I also got some leaking on the refill with the Vape Shell today ... but I definitely agree with you, for the price and considering its actually available, it is a great option!
Haha and yes, biggest issue with the Exocet is that they are no longer produced.
I'm hoping the Flow 1.2 is a success. Good BB bridges aren't easy to find

Reactions: Like 2 | Agree 1


----------



## Cornelius

Rob Fisher said:


> @Darth Vaper
> View attachment 123667


Oom Rob please take a photo or 3 next time you use those coils in the exocet. I struggle with so many wraps in the exo. Would like to see your coil placement. 

Sent from my SM-A520F using Tapatalk

Reactions: Like 1


----------



## Rob Fisher

Cornelius said:


> Oom Rob please take a photo or 3 next time you use those coils in the exocet. I struggle with so many wraps in the exo. Would like to see your coil placement.



Yes it is a bit of a struggle... but will do!

Reactions: Like 1


----------



## Cornelius

Please ignore I see you have already. Stupid Tapatalk

Sent from my SM-A520F using Tapatalk

Reactions: Like 3


----------



## Paul33

O ring snapped during a pit stop at work this morning. Not cool.

Reactions: Like 2


----------



## Silver

Paul33 said:


> O ring snapped during a pit stop at work this morning. Not cool.
> 
> View attachment 124490



Oh my thats a pity @Paul33

Reactions: Like 2


----------



## Paul33

Silver said:


> Oh my thats a pity @Paul33


Thanks @Silver 

Not a happy chappy 

At least I brought a spare mod and RDA along for the day. 

Would’ve been horrendous otherwise!!

Reactions: Like 2


----------



## Paul33

Silver said:


> Oh my thats a pity @Paul33


You not going to believe me @Silver but I just got home from the rugby at Kings Park and I replaced the o ring and as I was firing the coil the damn thing snapped again. The new one!!!

Reactions: Like 1


----------



## Rob Fisher

Paul33 said:


> You not going to believe me @Silver but I just got home from the rugby at Kings Park and I replaced the o ring and as I was firing the coil the damn thing snapped again. The new one!!!

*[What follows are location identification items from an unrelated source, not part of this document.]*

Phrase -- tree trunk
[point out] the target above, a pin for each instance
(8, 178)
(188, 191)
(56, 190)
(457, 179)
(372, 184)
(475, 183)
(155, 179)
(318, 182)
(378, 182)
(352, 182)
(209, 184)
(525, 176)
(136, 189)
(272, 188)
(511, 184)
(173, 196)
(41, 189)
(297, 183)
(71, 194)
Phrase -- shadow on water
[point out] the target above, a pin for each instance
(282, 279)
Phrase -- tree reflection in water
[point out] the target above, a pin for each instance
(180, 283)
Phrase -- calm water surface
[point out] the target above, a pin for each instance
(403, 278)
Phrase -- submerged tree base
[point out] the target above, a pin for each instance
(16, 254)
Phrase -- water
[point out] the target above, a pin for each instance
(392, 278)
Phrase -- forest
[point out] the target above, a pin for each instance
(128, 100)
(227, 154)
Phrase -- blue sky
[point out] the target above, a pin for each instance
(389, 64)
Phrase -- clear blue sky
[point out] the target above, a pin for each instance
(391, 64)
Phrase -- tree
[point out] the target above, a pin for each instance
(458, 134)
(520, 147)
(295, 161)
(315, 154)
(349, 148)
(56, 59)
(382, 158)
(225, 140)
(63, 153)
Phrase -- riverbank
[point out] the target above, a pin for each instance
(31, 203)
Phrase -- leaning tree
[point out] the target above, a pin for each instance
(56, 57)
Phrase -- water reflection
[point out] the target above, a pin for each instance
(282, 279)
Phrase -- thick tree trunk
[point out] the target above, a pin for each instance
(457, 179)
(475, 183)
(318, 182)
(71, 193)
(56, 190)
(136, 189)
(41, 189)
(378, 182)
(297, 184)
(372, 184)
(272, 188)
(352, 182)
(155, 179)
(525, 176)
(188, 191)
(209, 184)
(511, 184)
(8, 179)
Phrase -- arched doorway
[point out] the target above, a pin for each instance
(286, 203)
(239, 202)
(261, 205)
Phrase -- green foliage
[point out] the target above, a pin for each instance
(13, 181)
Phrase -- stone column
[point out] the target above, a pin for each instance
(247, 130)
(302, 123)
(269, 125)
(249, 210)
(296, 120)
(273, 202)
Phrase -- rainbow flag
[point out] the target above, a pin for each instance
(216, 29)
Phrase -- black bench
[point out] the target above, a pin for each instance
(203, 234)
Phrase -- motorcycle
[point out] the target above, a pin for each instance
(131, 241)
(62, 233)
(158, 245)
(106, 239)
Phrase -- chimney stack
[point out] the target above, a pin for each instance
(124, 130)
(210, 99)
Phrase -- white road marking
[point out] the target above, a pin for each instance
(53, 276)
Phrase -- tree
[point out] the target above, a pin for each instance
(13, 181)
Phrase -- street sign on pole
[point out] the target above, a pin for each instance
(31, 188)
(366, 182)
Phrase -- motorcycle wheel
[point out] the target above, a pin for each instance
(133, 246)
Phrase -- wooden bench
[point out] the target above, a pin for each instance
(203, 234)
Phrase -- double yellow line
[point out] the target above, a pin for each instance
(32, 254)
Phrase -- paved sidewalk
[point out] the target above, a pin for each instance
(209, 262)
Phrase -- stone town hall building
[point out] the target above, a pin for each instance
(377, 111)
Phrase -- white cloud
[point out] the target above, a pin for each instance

@Paul33 are you talking about a clone or authentic Exocet?

Reactions: Like 1


----------



## Paul33

Rob Fisher said:


> @Paul33 are you talking about a clone or authentic Exocet?


It’s the clone

Reactions: Like 2


----------



## Rob Fisher

Paul33 said:


> It’s the clone



OK that figures then... I just wondered because I have been using my Exocet's for a long time with no issue.

Reactions: Like 2


----------



## Paul33

Rob Fisher said:


> OK that figures then... I just wondered because I have been using my Exocet's for a long time with no issue.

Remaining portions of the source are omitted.